Until recently, we had been on good terms, congratulating each other on holidays in group chats, and occasionally calling each other. And then suddenly I see them leaving negative comments under my posts, filled with hatred.
I could have, as is customary in such cases, been offended by them, spoken ill of them in return, poked around in their posts to find a reason for a counter-critique, or, ultimately, just blocked them. But I became interested in why this was happening. I started analyzing.
I realized that some of my friends became disappointed in me when I started criticizing the socialist way of life, the “Soviet” lifestyle. They considered it a betrayal of our common values. Indeed, in childhood and youth, I was a fervent supporter of communism, as an embodiment of justice and equality among people. But then, after the restructuring, when the Iron Curtain fell and it became possible to compare life in the Soviet Union and the West, I understood the difference between total equality and equality of opportunities. Since then, I have become a staunch supporter of capitalism. For this, many of my friends, former pioneers, and Komsomol members, have come to hate me.
In 2014, I lost another group of friends when I condemned Russia’s aggression against Ukraine. Many Russian Kazakhs are very sensitive to criticism of all things Russian. And some of them, deep down, associate themselves more with Russia than with Kazakhstan. They have absorbed Kremlin propaganda, worship Putin, and sincerely believe that he “lifted Russia off its knees” and made the whole world respect, or rather, fear, the “great Russia.” Understandably, they perceived my criticism of Putin as a personal insult and came to hate me.
Another group of friends turned away from me when I openly called myself a nationalist-patriot, that is, a fighter for the development of Kazakh culture and the Kazakh language. They saw it as an attempt to infringe on their right to use the more familiar and closer Russian language. My proclamation of the right of Kazakh-speaking citizens of the Republic of Kazakhstan to receive services in their country in Kazakh, the state language, they called the oppression of the Russian minority, chauvinism, and Nazism, and they hated me for it.
Later, when I openly called myself an atheist, another large group of friends and relatives excommunicated me. Many of them sincerely believe that a Kazakh must automatically be a Muslim. Some of them have long, while others have only recently, found solace and meaning in faith. They equate faith with morality and believe that all atheists and even non-Muslims are potentially immoral individuals.
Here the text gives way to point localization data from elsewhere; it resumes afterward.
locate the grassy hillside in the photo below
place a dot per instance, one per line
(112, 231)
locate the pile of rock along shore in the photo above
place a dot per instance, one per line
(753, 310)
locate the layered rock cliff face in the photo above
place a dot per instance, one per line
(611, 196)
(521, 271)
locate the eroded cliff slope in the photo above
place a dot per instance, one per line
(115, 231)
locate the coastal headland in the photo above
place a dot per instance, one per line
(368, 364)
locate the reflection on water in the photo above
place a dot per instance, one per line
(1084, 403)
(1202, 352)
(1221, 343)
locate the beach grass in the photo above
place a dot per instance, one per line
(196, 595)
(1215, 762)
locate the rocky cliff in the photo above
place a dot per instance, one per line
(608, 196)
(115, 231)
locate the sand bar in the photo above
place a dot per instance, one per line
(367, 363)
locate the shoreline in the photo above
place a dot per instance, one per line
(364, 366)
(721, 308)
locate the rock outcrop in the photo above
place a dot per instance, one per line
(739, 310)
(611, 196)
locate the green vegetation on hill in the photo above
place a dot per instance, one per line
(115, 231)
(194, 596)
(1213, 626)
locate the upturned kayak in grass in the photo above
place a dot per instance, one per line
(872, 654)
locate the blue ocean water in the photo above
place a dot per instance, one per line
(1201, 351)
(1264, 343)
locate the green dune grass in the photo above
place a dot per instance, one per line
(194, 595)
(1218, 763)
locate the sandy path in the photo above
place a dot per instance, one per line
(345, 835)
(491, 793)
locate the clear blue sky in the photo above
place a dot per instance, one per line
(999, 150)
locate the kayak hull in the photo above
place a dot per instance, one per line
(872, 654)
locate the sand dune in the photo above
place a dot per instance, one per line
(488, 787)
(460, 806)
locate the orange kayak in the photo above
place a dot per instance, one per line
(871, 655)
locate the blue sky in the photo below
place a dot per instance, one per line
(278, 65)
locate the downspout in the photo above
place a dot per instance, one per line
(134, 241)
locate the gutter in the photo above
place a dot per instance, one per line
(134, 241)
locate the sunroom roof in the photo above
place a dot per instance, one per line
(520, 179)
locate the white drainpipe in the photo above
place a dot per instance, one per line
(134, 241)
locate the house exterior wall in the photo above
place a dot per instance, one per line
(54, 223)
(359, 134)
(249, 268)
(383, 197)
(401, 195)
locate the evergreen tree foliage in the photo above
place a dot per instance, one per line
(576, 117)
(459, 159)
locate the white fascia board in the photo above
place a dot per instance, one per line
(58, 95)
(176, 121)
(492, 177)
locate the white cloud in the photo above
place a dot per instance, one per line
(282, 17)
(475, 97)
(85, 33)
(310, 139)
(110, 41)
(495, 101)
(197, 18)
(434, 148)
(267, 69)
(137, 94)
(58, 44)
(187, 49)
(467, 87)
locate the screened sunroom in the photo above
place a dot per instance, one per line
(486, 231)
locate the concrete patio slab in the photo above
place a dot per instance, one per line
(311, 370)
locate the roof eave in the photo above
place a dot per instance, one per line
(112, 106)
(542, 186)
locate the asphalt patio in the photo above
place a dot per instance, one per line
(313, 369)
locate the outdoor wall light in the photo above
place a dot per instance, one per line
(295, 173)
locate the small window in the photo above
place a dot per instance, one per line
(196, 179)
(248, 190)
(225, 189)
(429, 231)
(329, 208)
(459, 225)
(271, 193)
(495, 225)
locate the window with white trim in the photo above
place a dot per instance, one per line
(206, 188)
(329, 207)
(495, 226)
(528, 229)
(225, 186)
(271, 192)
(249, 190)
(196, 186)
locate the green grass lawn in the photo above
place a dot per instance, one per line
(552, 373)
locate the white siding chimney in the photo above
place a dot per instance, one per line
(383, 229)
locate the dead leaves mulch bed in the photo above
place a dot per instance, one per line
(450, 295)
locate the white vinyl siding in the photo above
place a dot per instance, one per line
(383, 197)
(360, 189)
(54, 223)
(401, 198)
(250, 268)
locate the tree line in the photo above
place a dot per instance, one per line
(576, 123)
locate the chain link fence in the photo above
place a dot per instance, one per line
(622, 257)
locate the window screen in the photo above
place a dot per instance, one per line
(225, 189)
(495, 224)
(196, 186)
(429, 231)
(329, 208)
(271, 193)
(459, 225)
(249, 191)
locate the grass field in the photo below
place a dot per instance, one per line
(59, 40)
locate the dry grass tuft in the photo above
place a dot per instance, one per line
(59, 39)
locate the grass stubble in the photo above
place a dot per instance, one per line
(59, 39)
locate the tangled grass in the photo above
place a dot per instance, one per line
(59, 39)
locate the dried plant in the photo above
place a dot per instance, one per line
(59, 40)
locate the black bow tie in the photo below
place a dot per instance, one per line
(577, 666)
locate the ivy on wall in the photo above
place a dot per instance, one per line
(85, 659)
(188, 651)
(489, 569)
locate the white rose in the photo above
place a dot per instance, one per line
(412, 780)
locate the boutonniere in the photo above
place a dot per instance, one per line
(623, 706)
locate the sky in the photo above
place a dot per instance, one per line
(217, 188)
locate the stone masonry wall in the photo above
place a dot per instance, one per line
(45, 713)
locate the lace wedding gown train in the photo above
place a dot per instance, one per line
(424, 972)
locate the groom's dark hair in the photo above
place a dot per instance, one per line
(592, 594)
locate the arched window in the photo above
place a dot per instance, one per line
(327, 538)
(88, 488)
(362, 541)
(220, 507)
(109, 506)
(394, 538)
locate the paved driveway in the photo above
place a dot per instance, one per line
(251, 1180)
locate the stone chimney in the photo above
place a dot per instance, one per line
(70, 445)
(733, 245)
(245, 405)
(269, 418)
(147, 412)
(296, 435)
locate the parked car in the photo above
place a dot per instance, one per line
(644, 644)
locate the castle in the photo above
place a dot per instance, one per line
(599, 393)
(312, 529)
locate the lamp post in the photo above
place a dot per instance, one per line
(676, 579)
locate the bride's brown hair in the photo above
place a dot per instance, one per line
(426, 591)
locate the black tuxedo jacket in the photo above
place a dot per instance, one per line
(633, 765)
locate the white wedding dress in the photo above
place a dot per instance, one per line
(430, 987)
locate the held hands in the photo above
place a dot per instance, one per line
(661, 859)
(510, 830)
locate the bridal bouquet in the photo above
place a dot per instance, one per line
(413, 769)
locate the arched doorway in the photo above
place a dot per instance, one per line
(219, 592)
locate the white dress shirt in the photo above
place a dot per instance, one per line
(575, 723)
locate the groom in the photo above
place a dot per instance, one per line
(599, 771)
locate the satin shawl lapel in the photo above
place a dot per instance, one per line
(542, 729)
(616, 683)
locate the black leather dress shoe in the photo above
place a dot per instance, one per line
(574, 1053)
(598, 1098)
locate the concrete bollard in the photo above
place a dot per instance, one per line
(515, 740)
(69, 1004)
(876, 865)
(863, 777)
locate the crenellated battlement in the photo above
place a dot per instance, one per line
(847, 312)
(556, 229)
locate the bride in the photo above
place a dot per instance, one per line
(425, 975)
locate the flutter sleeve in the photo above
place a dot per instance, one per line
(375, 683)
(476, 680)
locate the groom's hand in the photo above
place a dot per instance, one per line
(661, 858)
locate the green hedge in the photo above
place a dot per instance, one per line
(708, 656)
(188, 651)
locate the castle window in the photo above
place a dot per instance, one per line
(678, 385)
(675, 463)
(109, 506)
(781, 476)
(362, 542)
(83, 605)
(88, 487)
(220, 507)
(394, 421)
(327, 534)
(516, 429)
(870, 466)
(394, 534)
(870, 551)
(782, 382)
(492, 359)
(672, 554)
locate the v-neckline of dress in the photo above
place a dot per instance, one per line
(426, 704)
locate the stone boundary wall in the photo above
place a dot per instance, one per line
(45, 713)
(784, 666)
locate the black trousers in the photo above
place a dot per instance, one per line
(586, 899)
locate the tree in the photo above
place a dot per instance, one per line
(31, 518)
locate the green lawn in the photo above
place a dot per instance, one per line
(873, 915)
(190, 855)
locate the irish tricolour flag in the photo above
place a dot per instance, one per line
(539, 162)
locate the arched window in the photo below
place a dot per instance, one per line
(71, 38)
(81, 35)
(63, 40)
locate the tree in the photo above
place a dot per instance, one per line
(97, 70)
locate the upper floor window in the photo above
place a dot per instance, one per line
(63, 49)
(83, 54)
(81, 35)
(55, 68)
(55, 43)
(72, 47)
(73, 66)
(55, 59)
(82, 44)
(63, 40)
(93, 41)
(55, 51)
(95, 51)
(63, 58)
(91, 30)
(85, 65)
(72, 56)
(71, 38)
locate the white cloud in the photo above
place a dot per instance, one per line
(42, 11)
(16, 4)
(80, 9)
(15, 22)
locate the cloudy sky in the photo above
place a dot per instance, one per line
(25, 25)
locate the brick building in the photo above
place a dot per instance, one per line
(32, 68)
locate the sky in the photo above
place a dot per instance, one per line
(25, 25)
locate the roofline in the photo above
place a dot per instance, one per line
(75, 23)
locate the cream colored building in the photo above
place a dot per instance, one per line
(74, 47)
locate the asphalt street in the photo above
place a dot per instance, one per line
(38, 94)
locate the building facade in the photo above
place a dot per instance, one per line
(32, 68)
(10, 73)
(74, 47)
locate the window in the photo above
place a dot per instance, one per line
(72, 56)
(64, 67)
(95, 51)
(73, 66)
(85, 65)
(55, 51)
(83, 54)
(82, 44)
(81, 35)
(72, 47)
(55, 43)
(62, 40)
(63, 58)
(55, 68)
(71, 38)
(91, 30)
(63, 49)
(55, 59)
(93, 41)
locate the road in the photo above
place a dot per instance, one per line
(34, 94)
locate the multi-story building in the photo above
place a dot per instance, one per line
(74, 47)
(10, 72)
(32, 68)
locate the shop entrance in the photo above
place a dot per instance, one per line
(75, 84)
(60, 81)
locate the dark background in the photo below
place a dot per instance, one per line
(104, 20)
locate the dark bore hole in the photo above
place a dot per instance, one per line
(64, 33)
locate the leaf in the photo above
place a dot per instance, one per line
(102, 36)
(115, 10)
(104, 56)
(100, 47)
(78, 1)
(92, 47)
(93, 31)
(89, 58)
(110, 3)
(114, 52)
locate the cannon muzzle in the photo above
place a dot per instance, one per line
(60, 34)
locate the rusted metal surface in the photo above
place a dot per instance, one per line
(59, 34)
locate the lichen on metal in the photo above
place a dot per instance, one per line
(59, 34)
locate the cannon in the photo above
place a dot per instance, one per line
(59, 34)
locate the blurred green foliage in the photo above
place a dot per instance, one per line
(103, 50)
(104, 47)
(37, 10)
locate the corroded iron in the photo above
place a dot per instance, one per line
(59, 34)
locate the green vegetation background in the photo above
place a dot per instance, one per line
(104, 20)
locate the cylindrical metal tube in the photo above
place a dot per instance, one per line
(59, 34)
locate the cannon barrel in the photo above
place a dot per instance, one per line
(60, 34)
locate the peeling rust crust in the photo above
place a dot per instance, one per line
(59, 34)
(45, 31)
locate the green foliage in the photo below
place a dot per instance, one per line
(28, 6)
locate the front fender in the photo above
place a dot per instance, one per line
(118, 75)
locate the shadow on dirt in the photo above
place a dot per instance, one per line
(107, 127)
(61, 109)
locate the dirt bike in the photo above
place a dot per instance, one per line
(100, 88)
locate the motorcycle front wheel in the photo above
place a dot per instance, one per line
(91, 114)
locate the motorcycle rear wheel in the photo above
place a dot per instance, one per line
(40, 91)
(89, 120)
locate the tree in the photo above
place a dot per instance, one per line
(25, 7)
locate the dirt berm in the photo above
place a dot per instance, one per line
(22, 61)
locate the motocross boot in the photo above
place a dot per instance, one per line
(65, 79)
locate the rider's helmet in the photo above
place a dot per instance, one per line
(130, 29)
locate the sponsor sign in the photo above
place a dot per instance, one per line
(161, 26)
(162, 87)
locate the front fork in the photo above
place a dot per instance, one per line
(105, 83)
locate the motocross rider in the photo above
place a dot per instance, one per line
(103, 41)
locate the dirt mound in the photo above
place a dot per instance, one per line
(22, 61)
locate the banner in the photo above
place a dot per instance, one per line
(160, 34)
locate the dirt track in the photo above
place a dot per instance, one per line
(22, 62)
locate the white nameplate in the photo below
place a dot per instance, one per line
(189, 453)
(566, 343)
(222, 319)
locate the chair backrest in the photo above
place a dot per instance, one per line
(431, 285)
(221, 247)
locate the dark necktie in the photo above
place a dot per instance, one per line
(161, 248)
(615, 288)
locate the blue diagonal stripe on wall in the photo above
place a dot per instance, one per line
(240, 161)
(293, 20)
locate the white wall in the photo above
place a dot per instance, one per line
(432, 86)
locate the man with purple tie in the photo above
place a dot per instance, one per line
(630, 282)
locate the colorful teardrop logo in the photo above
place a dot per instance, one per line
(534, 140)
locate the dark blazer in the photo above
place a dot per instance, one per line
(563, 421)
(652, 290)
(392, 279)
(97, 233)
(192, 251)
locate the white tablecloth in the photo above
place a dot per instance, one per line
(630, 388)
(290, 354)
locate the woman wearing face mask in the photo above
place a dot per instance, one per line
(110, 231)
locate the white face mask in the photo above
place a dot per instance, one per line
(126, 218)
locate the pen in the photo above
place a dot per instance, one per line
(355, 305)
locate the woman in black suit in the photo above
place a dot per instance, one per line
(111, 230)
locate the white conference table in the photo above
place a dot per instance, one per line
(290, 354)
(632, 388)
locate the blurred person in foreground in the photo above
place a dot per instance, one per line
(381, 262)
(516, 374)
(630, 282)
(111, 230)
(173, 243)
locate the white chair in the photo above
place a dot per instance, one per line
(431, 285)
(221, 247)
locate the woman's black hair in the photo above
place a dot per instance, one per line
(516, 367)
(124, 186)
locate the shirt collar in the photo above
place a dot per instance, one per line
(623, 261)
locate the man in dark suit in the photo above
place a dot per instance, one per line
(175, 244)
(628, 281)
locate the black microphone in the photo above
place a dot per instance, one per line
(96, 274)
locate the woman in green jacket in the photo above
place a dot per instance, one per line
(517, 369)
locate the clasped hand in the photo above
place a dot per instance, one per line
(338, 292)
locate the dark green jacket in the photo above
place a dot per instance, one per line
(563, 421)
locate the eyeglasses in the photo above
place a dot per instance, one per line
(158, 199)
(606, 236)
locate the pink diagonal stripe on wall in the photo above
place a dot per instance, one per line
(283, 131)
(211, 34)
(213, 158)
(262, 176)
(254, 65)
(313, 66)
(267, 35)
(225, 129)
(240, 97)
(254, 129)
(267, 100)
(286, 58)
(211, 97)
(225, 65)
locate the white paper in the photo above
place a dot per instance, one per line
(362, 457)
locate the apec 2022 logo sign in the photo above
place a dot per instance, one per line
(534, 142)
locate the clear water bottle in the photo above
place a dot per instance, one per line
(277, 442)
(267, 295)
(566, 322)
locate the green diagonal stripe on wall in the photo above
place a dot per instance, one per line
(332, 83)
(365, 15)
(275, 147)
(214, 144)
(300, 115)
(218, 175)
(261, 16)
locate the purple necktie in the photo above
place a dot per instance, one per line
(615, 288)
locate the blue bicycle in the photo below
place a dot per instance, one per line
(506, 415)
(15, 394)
Therefore, my atheism and, even more so, the active promotion of atheist views were met by them as an attack on their moral principles and as a seduction of their children. They, too, stopped being my friends.
That’s how I lost many of my former real and virtual friends. Sometimes I think: was it necessary for me? Maybe I should have just kept quiet or only congratulated everyone on holidays, not revealing my views, not expressing my opinion on the most important phenomena of our lives. That way I would have had more friends.
And then I think: what’s the point of such a quiet, unremarkable life as a “gray mouse”? Isn’t it my mission to change our society for the better (of course, in my opinion)? After that, I calm down and write my posts again, which not everyone likes.